During C+D's Twitter chat on NHS England’s £15 million commitment to put 250 pharmacists into general practices, contributing GPs said they would be applying to take part in the scheme. The pilot will involve one senior pharmacist and five clinical pharmacists placed in pilot sites across England for three years.
The doctors – including James Cope of Ivybridge Medical Practice in Devon, and Michael Holmes of Haxby Medical Group in Yorkshire – said working with local pharmacists had convinced them of the benefits of collaborative working.
@CandDSamuel already working on the bid, also trying to interest researchers to look evaluation, for us the model has already been proven1/2— jgcope (@jgcope) July 16, 2015
"A matron would be more useful"
But some GPs were less positive about the plans.
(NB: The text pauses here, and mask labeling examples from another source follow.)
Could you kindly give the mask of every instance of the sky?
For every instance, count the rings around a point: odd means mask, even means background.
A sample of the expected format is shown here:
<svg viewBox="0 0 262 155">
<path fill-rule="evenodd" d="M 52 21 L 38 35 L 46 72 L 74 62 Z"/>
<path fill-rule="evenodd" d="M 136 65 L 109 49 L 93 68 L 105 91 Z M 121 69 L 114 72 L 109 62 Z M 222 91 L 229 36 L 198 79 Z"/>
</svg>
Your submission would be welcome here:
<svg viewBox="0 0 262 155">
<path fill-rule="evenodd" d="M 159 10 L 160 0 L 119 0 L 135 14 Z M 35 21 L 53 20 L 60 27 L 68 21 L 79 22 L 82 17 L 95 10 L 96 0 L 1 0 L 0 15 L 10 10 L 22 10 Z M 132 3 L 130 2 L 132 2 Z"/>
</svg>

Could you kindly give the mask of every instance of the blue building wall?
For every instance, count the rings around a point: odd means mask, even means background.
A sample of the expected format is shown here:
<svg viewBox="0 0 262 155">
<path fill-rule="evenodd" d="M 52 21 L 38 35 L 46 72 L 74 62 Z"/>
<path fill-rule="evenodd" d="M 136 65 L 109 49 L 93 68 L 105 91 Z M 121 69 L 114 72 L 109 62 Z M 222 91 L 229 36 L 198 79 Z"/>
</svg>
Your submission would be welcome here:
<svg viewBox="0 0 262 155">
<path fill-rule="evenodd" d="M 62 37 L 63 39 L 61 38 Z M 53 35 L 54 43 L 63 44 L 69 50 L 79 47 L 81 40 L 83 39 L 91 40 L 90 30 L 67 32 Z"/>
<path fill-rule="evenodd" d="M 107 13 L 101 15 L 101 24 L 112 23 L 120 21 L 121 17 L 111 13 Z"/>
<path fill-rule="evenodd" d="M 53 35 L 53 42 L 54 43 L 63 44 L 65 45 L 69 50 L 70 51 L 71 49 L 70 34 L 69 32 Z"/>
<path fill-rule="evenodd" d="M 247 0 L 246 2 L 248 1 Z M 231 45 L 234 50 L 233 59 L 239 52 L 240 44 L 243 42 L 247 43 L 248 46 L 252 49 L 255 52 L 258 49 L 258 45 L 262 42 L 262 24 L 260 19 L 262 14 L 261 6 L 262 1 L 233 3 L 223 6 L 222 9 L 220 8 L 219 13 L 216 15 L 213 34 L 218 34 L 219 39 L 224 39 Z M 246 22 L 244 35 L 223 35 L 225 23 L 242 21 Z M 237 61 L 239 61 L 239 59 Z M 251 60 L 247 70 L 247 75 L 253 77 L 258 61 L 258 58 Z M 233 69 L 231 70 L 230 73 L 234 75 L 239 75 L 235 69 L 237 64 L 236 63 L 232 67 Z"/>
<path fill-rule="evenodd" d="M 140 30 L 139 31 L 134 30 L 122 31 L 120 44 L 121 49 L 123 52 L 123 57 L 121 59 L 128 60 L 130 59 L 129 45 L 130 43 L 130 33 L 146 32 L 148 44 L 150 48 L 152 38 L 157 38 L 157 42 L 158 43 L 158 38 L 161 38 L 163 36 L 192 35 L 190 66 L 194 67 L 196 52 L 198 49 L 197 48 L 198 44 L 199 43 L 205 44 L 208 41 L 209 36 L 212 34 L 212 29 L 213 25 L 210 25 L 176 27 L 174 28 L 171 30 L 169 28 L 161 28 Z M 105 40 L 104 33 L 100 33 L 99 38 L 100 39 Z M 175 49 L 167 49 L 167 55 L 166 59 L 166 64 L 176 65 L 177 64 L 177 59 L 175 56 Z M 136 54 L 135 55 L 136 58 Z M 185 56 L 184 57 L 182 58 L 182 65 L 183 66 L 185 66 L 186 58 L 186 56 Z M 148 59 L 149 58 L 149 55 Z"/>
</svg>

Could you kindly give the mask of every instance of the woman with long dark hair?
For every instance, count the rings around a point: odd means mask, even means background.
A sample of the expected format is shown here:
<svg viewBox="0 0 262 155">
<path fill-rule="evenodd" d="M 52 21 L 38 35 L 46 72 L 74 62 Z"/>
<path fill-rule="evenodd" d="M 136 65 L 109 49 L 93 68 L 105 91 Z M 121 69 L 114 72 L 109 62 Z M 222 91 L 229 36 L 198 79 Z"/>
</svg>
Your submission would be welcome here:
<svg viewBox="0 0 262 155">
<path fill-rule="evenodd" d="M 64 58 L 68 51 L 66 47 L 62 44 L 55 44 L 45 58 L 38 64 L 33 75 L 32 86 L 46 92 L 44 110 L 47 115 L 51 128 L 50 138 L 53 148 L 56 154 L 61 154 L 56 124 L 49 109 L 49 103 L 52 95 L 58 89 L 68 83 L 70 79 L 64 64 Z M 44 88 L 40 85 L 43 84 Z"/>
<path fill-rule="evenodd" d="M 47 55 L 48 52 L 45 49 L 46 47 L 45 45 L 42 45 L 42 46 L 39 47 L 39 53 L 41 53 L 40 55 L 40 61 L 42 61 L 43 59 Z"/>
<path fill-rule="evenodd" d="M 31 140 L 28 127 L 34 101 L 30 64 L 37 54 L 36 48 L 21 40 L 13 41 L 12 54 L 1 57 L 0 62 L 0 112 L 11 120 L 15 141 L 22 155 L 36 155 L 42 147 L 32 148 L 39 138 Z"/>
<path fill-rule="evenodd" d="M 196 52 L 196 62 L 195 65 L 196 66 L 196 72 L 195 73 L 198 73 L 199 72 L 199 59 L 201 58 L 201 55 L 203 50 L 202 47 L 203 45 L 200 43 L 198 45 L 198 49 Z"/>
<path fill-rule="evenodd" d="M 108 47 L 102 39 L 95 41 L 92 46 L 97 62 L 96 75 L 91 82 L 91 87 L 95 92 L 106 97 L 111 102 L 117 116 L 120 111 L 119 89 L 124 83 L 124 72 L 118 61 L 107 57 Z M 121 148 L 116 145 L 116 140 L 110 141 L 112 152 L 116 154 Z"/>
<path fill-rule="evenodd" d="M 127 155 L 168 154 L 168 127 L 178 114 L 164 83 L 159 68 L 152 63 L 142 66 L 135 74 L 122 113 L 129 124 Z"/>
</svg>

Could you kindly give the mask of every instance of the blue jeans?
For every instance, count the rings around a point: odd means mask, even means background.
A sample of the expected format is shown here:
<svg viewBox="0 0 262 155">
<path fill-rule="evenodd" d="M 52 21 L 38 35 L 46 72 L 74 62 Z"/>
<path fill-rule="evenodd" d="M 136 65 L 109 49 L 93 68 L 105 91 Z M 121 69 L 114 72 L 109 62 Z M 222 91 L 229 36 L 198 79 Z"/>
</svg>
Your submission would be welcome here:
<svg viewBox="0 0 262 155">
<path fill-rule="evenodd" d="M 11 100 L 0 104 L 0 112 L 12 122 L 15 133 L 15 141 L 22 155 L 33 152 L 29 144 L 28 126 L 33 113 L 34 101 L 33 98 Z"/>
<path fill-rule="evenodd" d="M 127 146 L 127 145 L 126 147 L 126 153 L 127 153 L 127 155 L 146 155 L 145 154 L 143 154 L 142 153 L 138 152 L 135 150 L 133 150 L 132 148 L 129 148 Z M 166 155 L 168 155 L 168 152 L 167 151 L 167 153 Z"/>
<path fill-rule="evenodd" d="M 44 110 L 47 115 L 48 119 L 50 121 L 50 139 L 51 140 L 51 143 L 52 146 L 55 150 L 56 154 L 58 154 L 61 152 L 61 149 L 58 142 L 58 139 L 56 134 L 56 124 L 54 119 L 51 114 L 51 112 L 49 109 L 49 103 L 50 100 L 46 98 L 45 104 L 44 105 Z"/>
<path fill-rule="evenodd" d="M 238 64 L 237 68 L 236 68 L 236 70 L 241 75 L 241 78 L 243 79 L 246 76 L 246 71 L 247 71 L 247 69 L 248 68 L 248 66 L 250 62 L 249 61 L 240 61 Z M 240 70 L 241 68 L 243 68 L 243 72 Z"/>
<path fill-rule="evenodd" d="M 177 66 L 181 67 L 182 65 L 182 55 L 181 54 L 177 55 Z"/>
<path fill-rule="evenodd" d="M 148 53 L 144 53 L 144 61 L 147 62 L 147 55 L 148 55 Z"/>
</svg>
East London GP Jonathon Thomlinson said his practice would employ a “matron” over a pharmacist.
Yorkshire GP Dr Dominic Patterson said employing a clinical pharmacist would be "costly" for practices who did not need them.
But the “great” project could work for other practices, especially those who were struggling to recruit GPs, he added.
The Royal College of General Practitioners – which first called for more practice pharmacists in March alongside the RPS – said the scheme had received a warm response from members.